後ろの席の五十嵐くんと私の、2人だけの秘密
「お待たせしました〜!お先に抹茶ショコラです。」
どうぞ、と言って差し出されたクレープを受け取る。
抹茶アイスの横に添えられるようにしてイチゴが乗っていた。
「…くれるの?」
そう言って五十嵐くんが私を見つめてきた。
「…食べる?」
そう言われたのが意外だったのか、五十嵐くんの二重の目がいつもよりちょっと大きくなった。
私は自分の言動が恥ずかしくなって顔が熱くなるのを感じた。
――待ってたの。五十嵐くんが期待して、そう言ってくれるのを。
「…食べたい。ちょっとちょうだい。」
そう言うと、五十嵐くんは私のクレープに顔を近づけて、イチゴが乗ってるところを一口食べた。

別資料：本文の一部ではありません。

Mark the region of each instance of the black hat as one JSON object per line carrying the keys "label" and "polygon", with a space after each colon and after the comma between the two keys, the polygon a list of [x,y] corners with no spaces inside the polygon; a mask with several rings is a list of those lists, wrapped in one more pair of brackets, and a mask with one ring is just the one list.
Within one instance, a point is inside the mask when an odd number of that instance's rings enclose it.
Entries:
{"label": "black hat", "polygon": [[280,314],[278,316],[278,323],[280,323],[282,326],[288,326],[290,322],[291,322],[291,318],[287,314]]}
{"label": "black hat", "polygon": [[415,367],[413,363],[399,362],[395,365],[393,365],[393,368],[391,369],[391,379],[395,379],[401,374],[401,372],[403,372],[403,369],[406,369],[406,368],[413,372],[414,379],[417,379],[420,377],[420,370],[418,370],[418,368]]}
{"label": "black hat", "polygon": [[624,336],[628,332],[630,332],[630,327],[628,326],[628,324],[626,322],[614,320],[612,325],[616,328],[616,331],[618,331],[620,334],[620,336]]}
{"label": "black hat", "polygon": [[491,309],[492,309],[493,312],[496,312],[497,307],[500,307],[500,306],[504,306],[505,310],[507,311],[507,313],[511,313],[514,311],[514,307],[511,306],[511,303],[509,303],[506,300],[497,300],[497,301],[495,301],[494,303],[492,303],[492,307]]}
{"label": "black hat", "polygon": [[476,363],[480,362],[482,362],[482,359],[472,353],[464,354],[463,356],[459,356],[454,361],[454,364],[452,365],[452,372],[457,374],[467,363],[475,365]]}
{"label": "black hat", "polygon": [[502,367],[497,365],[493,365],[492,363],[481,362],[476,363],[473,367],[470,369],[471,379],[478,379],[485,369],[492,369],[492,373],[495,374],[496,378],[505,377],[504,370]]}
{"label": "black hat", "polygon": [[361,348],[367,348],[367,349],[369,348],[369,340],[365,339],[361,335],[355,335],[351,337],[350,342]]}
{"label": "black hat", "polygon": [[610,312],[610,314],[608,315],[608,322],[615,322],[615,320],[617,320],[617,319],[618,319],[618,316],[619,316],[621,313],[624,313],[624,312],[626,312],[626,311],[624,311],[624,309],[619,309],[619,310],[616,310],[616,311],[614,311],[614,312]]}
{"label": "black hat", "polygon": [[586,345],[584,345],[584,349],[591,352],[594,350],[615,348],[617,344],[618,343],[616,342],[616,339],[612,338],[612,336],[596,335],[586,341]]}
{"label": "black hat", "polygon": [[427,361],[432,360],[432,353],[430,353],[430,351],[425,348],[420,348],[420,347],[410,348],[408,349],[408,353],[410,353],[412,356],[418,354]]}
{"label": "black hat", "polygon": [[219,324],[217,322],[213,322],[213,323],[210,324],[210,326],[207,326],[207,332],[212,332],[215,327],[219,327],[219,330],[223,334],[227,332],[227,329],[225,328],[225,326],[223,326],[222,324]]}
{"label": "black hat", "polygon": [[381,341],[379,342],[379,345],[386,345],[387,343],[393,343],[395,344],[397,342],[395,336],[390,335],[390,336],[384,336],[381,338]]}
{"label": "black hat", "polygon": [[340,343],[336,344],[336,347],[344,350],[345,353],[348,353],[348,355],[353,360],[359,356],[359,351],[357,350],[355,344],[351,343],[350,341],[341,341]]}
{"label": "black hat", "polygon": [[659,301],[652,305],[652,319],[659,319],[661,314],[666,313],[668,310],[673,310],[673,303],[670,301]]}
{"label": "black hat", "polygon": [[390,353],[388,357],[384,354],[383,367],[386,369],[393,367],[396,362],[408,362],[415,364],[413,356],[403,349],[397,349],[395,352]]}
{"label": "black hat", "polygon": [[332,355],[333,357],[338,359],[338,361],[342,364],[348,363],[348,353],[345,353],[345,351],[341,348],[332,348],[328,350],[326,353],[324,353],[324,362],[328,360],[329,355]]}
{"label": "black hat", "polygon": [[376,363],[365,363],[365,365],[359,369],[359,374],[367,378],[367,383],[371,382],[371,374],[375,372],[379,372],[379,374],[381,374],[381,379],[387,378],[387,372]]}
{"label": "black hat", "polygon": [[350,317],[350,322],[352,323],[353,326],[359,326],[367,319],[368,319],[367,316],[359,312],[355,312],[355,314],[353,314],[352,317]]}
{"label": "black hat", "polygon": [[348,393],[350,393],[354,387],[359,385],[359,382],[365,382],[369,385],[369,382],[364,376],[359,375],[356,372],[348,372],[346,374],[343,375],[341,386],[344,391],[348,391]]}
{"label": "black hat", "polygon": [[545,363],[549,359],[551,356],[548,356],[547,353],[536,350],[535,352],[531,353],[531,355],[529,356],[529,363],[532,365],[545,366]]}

スライスされたイチゴが1つと、そばにあった生クリームとチョコソース、それにクレープの生地が食べられて、私のクレープはちょっと欠けた。
「…甘。でも、美味いよ。」
そう言って五十嵐くんは、ニヤッと笑うと「ごちそーさま。」と言った。
――なんか、自分が食べられたみたいな気分になるな…。
五十嵐くんとの間に流れた空気感も、妙に甘い気がする。